According to a new report more Australian privately insured patients used the public hospital system last year than previously and there are concerns that encouraging people to take out private health insurance is doing little to reduce the burden on the public health system.
According to the report by the Private Health Insurance Administration Council (PHIAC), private patients spent an extra 150,000 days in public hospitals in 2007-2008, an increase of 10% which equates to 1.8 million and represents twice the growth of recorded by private hospitals.

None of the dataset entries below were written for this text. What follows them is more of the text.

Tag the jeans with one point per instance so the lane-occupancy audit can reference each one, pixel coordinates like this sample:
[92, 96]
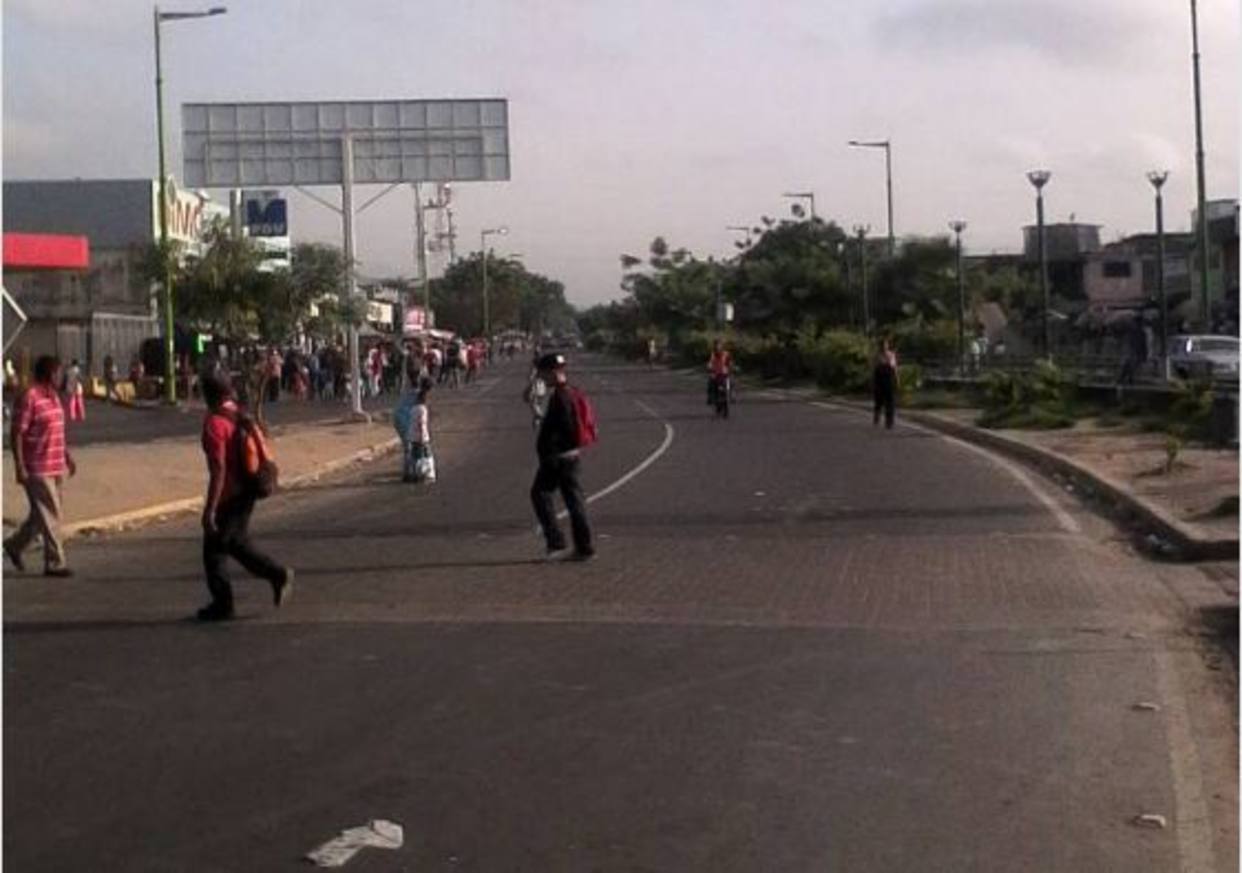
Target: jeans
[886, 400]
[232, 540]
[560, 473]
[44, 496]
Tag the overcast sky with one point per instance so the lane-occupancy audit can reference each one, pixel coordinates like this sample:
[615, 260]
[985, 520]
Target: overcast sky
[675, 117]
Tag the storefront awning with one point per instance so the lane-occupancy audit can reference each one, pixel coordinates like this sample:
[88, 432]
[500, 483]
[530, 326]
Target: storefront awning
[46, 251]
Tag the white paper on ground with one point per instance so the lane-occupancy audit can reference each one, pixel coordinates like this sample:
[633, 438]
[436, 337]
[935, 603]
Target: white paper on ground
[378, 833]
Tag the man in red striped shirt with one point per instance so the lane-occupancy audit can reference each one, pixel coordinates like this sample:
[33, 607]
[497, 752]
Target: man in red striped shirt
[41, 461]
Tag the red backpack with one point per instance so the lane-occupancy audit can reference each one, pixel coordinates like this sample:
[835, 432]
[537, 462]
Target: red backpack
[584, 414]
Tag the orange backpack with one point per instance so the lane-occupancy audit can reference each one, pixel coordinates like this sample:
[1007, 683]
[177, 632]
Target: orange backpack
[258, 472]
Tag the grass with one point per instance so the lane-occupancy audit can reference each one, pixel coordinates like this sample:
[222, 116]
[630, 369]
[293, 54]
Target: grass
[1030, 419]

With private health funds lobbying for a reported 6.5 to 7.3% increase in premiums for next year, these latest figures will add fuel to the debate over whether private health insurance does in fact take the heat off public hospitals.
Some believe the statistics merely reflect pressure from the public sector for people to identify their health insurance and it has been suggested that public hospital administrators are enhancing state health revenues by requesting that the privately insured admit themselves as private patients.
This has been rejected by the Australian Healthcare and Hospitals Association, which represents the public health sector, as not a true picture of what the figures show and action which would be illegal.
At present Canberra requires that all patients be given access to free public hospital services, and they are not forced to use their private health insurance to fund their treatment and other states want the same level of health fund payments for private patient stays in their hospitals as received by the private sector.
The PHIAC report indicates that daily health fund benefits for acute patient beds in 2007-08 rose by 2.1% to $294 for public hospitals, compared with 4.9% to $798 for private hospitals.
Dr. Michael Armitage from PHIAC says health funds expenses had soared and 10.4% more was paid out in total benefits this year than last year - some health funds have in fact record negative net margins in 2007-08 which has prompted the AHIA to commission its own analysis of funds' investment returns, capital adequacy and long-term viability.